🤖 AI Summary
In high-energy physics, models often fail to strictly satisfy fundamental physical symmetries—such as Lorentz covariance—due to experimental resolution limits, resulting in poor robustness, low data efficiency, and weak interpretability. To address this, we propose a **soft symmetry-constrained loss function**, grounded in group-theoretic infinitesimal transformations and input-space perturbation regularization. This loss adaptively balances symmetry preservation during training without enforcing hard constraints, requiring no architectural modifications to existing neural networks—only integration at the loss layer. We validate our approach on top-quark jet classification and Lorentz-equivariant regression tasks. Results demonstrate substantial improvements in model robustness and few-shot generalization, while maintaining high accuracy and computational efficiency. Our method establishes a flexible, practical paradigm for symmetry-informed machine learning in physics, bridging theoretical principles with empirical deep learning performance.
📝 Abstract
Physical symmetries provide a strong inductive bias for constructing functions to analyze data.
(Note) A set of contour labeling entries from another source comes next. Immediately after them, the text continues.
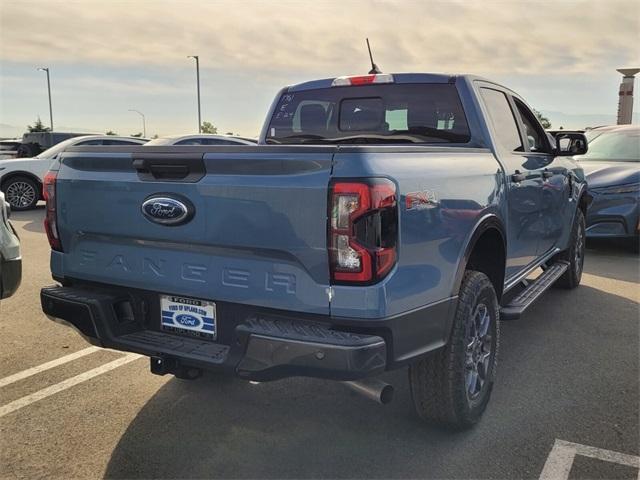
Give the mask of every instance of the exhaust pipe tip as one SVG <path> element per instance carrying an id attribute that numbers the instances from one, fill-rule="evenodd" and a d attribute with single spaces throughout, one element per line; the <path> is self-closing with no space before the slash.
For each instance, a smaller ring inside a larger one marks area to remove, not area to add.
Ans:
<path id="1" fill-rule="evenodd" d="M 387 405 L 393 400 L 393 386 L 377 378 L 364 378 L 342 383 L 354 392 L 382 405 Z"/>

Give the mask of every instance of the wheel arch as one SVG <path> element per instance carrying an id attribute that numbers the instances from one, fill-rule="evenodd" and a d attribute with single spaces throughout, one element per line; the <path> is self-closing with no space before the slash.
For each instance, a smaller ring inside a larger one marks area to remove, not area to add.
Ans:
<path id="1" fill-rule="evenodd" d="M 478 222 L 458 262 L 453 295 L 458 294 L 464 272 L 471 268 L 489 277 L 500 301 L 504 290 L 507 260 L 506 238 L 504 225 L 496 215 L 488 215 Z"/>
<path id="2" fill-rule="evenodd" d="M 5 173 L 2 177 L 0 177 L 0 188 L 3 189 L 4 191 L 4 186 L 6 185 L 7 181 L 11 180 L 12 178 L 15 177 L 26 177 L 29 178 L 30 180 L 33 180 L 34 182 L 36 182 L 36 185 L 38 186 L 38 197 L 40 200 L 43 200 L 42 198 L 42 180 L 40 180 L 40 178 L 38 178 L 37 175 L 34 175 L 31 172 L 26 172 L 24 170 L 15 170 L 12 172 L 7 172 Z"/>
In particular, this bias may improve robustness, data efficiency, and interpretability of machine learning models. However, building machine learning models that explicitly respect symmetries can be difficult due to the dedicated components required. Moreover, real-world experiments may not exactly respect fundamental symmetries at the level of finite granularities and energy thresholds. In this work, we explore an alternative approach to create symmetry-aware machine learning models. We introduce soft constraints that allow the model to decide the importance of added symmetries during the learning process instead of enforcing exact symmetries. We investigate two complementary approaches, one that penalizes the model based on specific transformations of the inputs and one inspired by group theory and infinitesimal transformations of the inputs. Using top quark jet tagging and Lorentz equivariance as examples, we observe that the addition of the soft constraints leads to more robust performance while requiring negligible changes to current state-of-the-art models.